If your MS is already written in first person, try it from the reporter position. Write out EVERYTHING you can think of… then keep it handy when you start your query. It may not work for you, but it did for me.

Don’t Stress:

You know, when I started this process, I think I got ulcers. I was very worried about sending agents my stuff, well I still am but I have a healthier understanding of this whole process.
It’s nothing personal if they send you a rejection. Could be one of a thousands reasons they couldn’t take you on at this time. Maybe they are searching for a specific thing and you just aren’t it… YET! I stress on yet… the market changes as much as the weather does. What is in today, could be on it’s way out tomorrow. What is not accepted today, could be the “Best Evah” tomorrow. So press on, send out your queries and frame your first rejection. It will be a beautiful reminder to you later that you didn’t give up.

Did you know Jack Canfield the author of Chicken Soup for the Soul was rejected 134 times, including 20 major publishers?

Chicken Soup for the Souls agent, Jeff Herman, says:
No rejection is fatal until the writer walks away from the battle leaving dreams and goals behind.
Which means… get up, dust your sandals off, and submit again. In this technical day and age, the costs is virtually nothing. You have no excuses.

So, what are you waiting for? Go finish that novel and write the “perfect” query.
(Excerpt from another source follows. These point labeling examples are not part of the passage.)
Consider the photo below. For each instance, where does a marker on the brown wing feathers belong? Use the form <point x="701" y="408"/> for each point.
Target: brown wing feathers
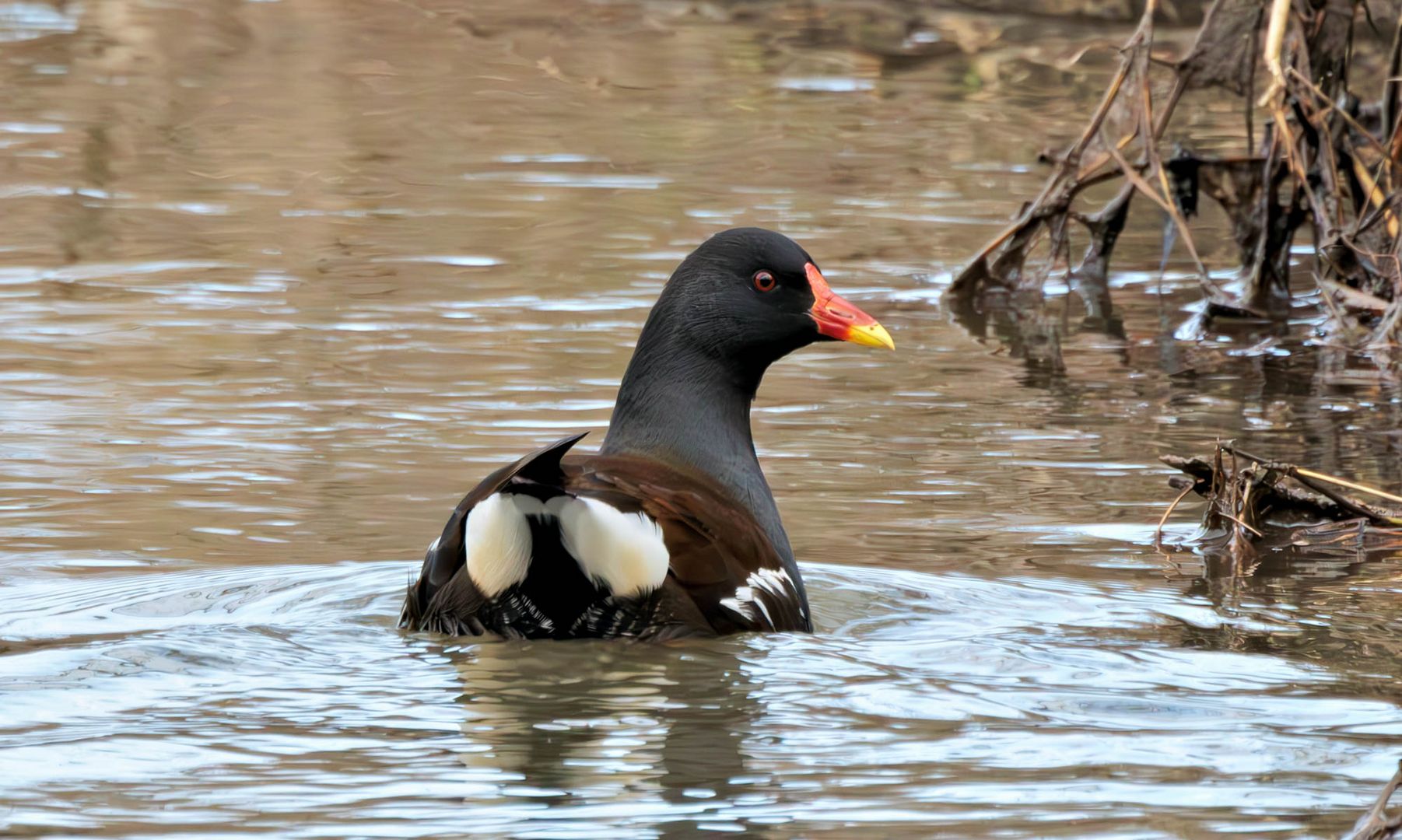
<point x="724" y="576"/>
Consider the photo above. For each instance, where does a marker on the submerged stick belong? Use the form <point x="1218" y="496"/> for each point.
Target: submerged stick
<point x="1376" y="825"/>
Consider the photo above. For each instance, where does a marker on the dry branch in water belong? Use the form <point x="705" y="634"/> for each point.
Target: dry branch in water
<point x="1323" y="157"/>
<point x="1376" y="824"/>
<point x="1250" y="497"/>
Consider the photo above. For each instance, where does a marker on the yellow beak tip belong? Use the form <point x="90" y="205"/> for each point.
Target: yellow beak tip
<point x="871" y="335"/>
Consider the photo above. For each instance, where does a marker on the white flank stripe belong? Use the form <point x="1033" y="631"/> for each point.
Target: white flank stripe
<point x="496" y="541"/>
<point x="624" y="551"/>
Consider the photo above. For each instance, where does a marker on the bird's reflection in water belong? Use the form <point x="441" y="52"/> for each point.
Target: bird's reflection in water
<point x="658" y="728"/>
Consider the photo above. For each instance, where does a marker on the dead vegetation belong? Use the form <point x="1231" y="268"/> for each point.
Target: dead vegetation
<point x="1323" y="160"/>
<point x="1251" y="498"/>
<point x="1376" y="824"/>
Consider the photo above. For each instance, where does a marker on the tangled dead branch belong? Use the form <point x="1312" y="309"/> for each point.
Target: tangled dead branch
<point x="1248" y="497"/>
<point x="1325" y="159"/>
<point x="1376" y="824"/>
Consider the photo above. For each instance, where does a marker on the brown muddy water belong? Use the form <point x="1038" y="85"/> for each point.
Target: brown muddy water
<point x="281" y="281"/>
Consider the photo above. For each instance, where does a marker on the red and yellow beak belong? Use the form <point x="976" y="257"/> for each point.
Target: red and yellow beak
<point x="839" y="319"/>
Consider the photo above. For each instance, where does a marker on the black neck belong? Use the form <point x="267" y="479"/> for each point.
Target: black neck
<point x="686" y="407"/>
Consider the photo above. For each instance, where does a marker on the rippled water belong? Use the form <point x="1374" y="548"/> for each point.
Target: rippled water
<point x="281" y="281"/>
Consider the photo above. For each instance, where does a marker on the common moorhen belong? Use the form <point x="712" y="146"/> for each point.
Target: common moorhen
<point x="671" y="530"/>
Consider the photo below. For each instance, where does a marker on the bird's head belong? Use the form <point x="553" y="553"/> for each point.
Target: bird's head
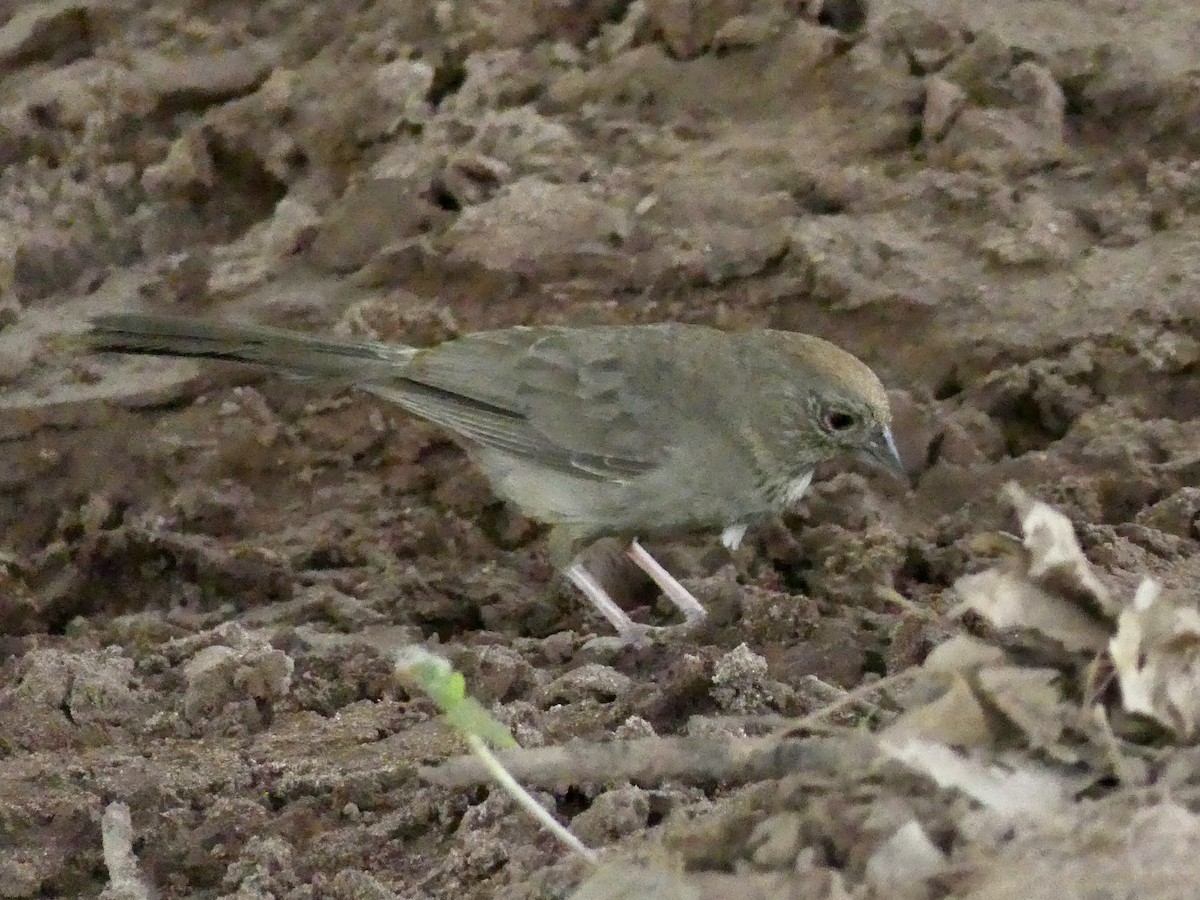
<point x="844" y="408"/>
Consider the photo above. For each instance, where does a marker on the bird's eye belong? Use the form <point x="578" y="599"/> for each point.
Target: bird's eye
<point x="838" y="420"/>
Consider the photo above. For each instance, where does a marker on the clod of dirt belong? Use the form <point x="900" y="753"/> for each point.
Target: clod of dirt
<point x="742" y="687"/>
<point x="613" y="814"/>
<point x="589" y="682"/>
<point x="538" y="228"/>
<point x="69" y="697"/>
<point x="221" y="675"/>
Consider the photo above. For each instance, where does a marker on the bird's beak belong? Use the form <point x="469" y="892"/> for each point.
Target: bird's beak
<point x="882" y="451"/>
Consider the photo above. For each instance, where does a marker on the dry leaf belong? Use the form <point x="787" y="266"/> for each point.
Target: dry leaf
<point x="1008" y="600"/>
<point x="1030" y="791"/>
<point x="1156" y="653"/>
<point x="955" y="719"/>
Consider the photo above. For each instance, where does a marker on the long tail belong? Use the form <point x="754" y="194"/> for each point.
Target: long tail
<point x="270" y="347"/>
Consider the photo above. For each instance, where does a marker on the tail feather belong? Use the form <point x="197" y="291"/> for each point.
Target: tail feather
<point x="256" y="345"/>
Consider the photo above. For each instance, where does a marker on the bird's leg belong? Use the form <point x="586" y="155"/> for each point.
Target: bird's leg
<point x="593" y="591"/>
<point x="671" y="588"/>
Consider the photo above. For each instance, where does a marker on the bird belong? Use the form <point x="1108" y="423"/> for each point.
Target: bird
<point x="598" y="431"/>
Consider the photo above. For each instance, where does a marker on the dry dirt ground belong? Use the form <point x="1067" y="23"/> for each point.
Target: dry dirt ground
<point x="205" y="573"/>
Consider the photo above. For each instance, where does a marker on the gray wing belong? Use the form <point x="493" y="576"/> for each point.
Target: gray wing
<point x="569" y="400"/>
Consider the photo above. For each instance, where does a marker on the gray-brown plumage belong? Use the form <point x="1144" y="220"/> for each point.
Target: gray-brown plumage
<point x="627" y="431"/>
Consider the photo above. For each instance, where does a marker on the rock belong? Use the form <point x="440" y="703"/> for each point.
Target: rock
<point x="49" y="33"/>
<point x="927" y="42"/>
<point x="371" y="215"/>
<point x="943" y="102"/>
<point x="690" y="27"/>
<point x="203" y="78"/>
<point x="538" y="227"/>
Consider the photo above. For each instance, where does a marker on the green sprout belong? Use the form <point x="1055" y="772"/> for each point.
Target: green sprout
<point x="448" y="689"/>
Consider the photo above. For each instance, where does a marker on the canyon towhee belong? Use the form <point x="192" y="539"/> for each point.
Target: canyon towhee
<point x="600" y="431"/>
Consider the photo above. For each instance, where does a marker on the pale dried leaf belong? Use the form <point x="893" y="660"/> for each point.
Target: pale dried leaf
<point x="1055" y="557"/>
<point x="1030" y="792"/>
<point x="1030" y="699"/>
<point x="1156" y="653"/>
<point x="903" y="864"/>
<point x="1008" y="600"/>
<point x="964" y="653"/>
<point x="957" y="719"/>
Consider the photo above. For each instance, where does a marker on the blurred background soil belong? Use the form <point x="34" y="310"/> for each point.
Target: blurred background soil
<point x="204" y="570"/>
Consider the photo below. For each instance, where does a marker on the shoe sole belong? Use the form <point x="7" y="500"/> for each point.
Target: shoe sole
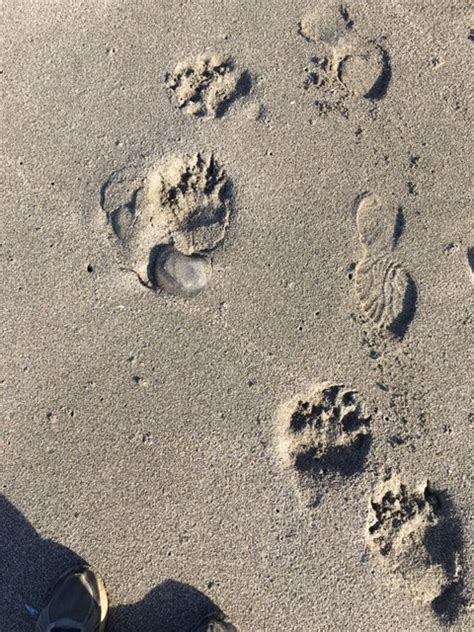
<point x="103" y="599"/>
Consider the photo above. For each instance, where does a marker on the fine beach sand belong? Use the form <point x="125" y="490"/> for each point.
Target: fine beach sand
<point x="237" y="307"/>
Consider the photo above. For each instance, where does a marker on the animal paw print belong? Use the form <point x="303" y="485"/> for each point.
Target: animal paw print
<point x="386" y="292"/>
<point x="347" y="66"/>
<point x="207" y="85"/>
<point x="165" y="220"/>
<point x="416" y="544"/>
<point x="324" y="432"/>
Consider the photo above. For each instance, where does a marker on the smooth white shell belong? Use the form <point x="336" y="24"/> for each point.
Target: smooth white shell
<point x="180" y="274"/>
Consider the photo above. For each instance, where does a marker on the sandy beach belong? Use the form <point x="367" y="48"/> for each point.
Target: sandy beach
<point x="237" y="311"/>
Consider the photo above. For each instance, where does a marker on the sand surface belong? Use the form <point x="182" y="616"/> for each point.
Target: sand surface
<point x="309" y="164"/>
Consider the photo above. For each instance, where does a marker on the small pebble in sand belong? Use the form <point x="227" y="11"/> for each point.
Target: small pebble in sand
<point x="180" y="274"/>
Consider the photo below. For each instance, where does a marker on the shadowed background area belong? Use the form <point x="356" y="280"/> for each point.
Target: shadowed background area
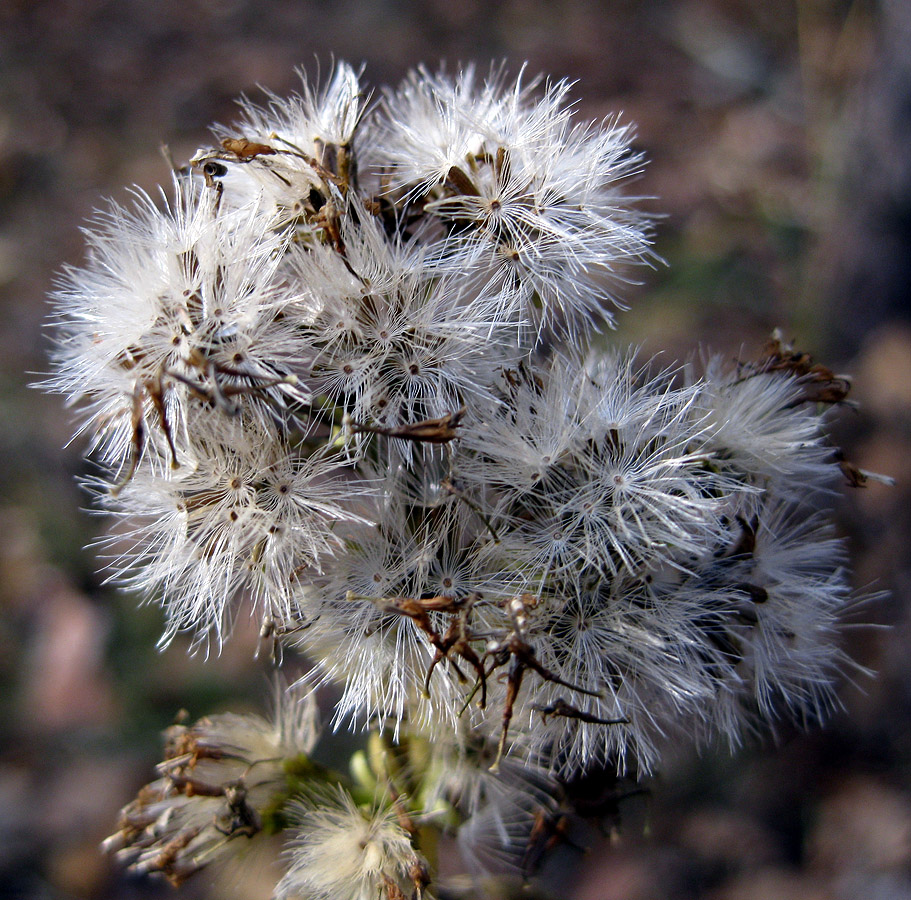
<point x="778" y="135"/>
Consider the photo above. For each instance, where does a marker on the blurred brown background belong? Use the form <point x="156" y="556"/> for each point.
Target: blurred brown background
<point x="779" y="134"/>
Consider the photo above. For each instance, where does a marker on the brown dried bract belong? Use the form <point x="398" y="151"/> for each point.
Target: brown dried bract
<point x="245" y="149"/>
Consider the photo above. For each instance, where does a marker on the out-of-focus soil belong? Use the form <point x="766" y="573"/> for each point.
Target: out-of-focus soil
<point x="779" y="135"/>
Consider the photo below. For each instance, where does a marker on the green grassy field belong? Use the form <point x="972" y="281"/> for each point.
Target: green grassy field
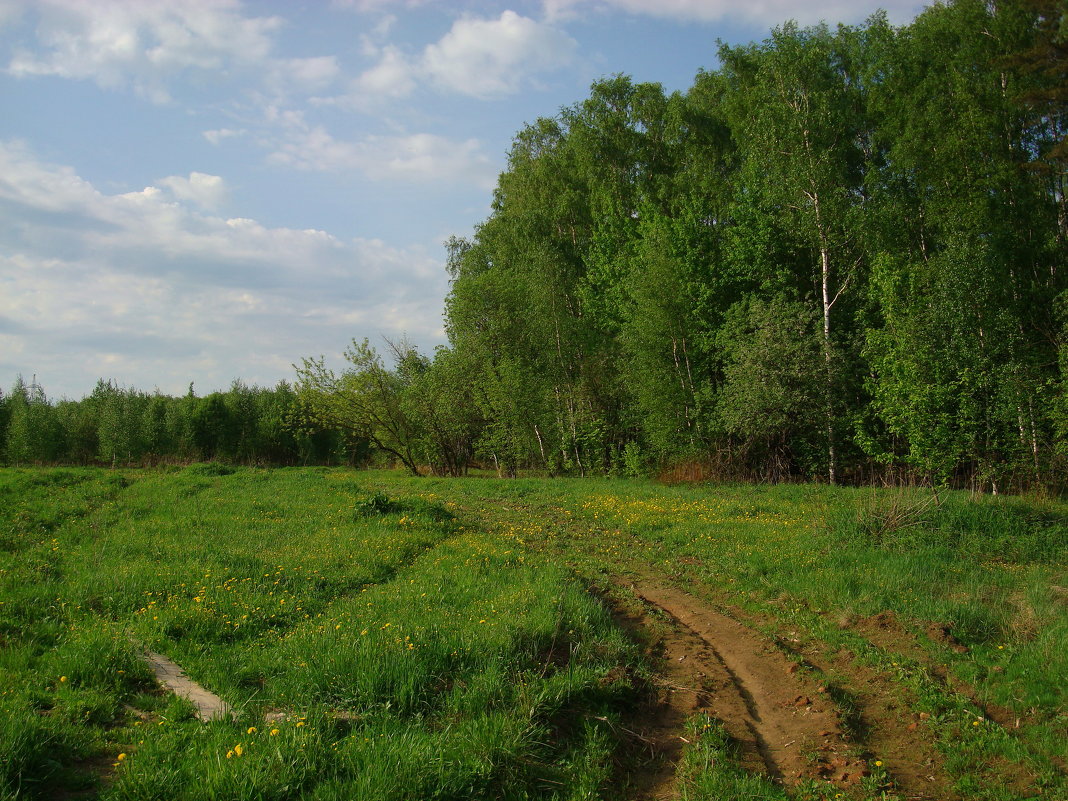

Oh yah, that is another thing I have learned… “There is no such thing as a perfect query.”

Eisley Jacobs has been writing, since preschool, tentative strokes on paper that made her parents smile with pride. In high school, Jacobs discovered what would become a lifelong love for the written word. It was not until fifteen years later that she began to pursue that love in earnest. Jacobs now writes Middle Grade Fantasy, YA Fantasy, New Adult Fantasy, and Religious Paranormal Fiction. In her free time she enjoys spending time with her children, photography, drawing, singing, American Sign Language, Scrapbooking, BUNCO and much... much more.

1 comment:

  1. Great post. I also read a Writers Digest article about agents' pet peeves and they mentioned:
    - spelling the agent's name incorrectly (you'd think this was a no-brainer)
    - using an informal tone (like writing to a friend)
    - having no clue as to the genre they specialize in
    - spelling mistakes
    So yes, a query letter may take weeks to write!